Sizing OracleAS Portal : Usage reporting from the Performance Logs

Sizing : Usage reporting from the Performance Logs

Introduction

OracleAS Portal Release 3.0.x provided portal administrators with a collection of reporting and charting portlets, available by default on the Monitor tab, for reporting object access information. The information in these reports and charts was retrieved from the OracleAS Portal Activity Log tables, which were located in the OracleAS Portal Repository. In addition, a set of public views were made available for anyone who wished to issue their own SQL queries directly against this data.

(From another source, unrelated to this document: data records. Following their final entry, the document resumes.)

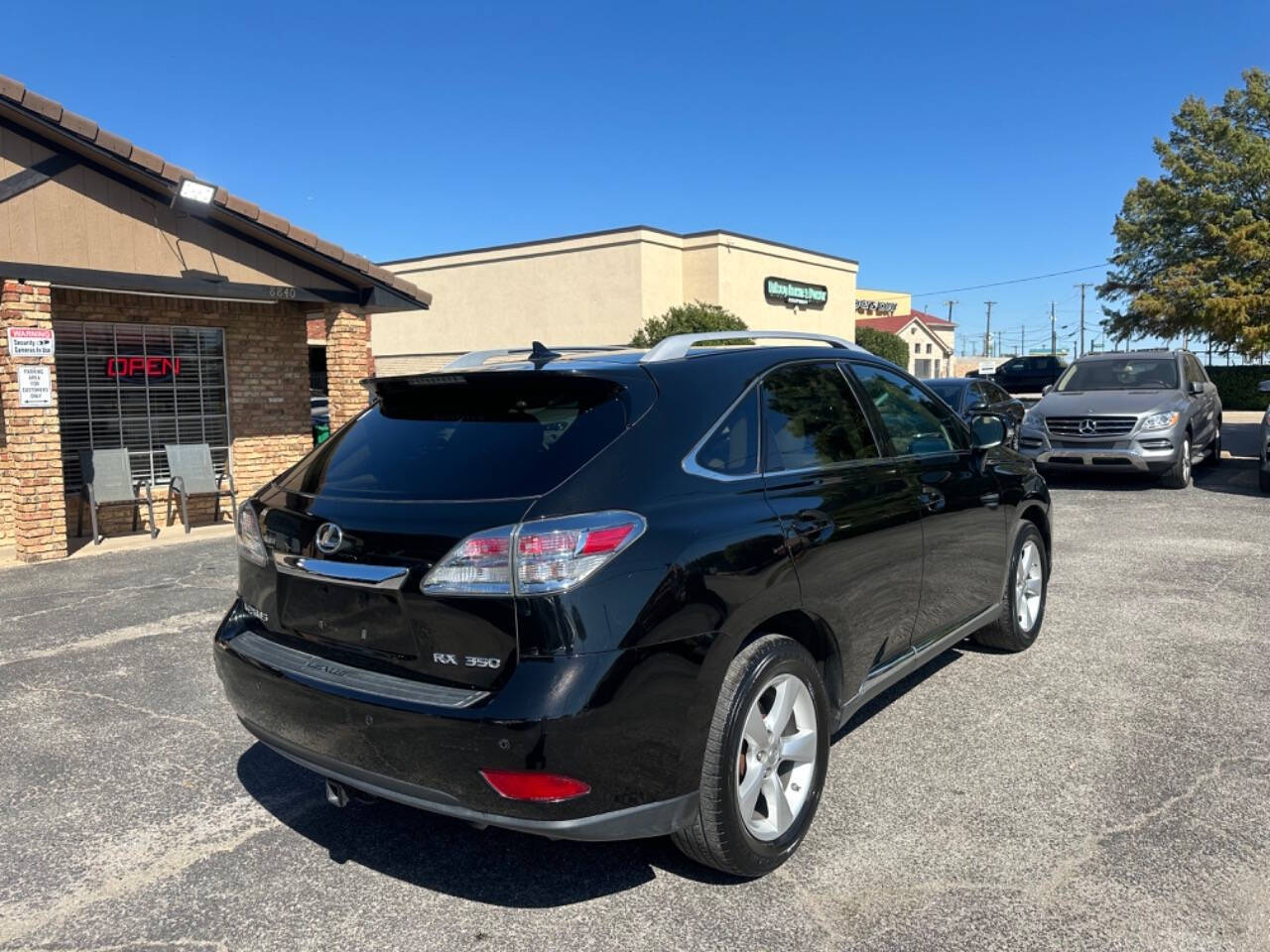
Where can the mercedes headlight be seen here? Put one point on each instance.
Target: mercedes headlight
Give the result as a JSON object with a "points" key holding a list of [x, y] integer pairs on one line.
{"points": [[1160, 421]]}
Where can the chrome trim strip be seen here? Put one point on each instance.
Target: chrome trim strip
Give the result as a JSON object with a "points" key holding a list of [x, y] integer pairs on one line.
{"points": [[477, 358], [322, 673], [367, 576], [679, 345]]}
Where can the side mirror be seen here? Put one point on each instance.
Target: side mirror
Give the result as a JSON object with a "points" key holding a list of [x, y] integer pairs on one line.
{"points": [[989, 431]]}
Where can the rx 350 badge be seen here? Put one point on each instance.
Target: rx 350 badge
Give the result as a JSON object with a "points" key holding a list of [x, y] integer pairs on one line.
{"points": [[465, 660]]}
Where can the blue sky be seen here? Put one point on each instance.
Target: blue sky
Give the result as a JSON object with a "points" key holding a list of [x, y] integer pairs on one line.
{"points": [[940, 145]]}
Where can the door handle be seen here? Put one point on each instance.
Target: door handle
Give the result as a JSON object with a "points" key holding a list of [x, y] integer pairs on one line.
{"points": [[811, 524]]}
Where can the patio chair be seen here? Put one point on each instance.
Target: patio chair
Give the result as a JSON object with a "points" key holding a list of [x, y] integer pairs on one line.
{"points": [[108, 479], [193, 475]]}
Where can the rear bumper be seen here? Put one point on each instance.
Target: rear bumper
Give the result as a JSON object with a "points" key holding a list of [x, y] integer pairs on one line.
{"points": [[657, 819], [583, 716]]}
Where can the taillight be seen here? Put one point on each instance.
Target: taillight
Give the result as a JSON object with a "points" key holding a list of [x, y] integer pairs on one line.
{"points": [[534, 558], [535, 785], [250, 540], [479, 565]]}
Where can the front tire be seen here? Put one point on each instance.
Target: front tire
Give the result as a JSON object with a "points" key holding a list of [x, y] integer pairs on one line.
{"points": [[1178, 476], [765, 765], [1214, 457], [1023, 607]]}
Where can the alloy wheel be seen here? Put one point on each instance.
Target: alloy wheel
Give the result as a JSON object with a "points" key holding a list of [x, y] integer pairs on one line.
{"points": [[1029, 585], [776, 757]]}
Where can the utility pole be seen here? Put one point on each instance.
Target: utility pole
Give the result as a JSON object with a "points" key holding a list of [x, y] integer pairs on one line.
{"points": [[1080, 352], [987, 330]]}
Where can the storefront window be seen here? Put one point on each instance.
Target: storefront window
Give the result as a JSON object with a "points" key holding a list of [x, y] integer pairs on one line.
{"points": [[140, 386]]}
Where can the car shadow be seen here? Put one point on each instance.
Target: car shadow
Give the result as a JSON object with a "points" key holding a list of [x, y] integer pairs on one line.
{"points": [[1234, 476], [499, 867]]}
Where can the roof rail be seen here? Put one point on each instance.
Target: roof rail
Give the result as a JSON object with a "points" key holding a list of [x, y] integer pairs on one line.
{"points": [[679, 345], [477, 358]]}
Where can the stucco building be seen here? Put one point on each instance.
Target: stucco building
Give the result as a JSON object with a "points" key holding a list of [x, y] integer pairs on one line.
{"points": [[930, 339], [598, 289]]}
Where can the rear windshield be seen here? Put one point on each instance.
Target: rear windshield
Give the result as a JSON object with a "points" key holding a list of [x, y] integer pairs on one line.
{"points": [[1120, 373], [483, 435], [949, 393]]}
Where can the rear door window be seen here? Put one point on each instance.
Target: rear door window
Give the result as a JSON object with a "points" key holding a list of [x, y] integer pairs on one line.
{"points": [[812, 419], [477, 435], [916, 421]]}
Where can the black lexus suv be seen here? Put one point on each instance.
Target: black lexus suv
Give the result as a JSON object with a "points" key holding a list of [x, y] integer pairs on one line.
{"points": [[603, 594]]}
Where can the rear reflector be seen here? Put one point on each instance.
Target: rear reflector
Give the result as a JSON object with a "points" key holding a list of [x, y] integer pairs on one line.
{"points": [[534, 785]]}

With the move to OracleAS Portal Release 2, and the introduction of OracleAS Web Cache into the portal architecture, the information in these tables became inaccurate. Therefore, all the pre-built reporting and charting portlets were removed from Portal. The OracleAS Portal Activity Log tables and views still remain in the OracleAS Portal Repository for backward compatibility, however, these tables may be removed entirely in a future release. You will find that the tables still get populated with data when objects in the repository (charts, forms reports etc) are created or dropped. This data is not a reliable source of accurate usage logging data for view only activities, because they do not take into account content that is delivered from the mid-tier file cache or Web Cache. This functionality has been replaced by a set of reports known as the Portal Performance Reports.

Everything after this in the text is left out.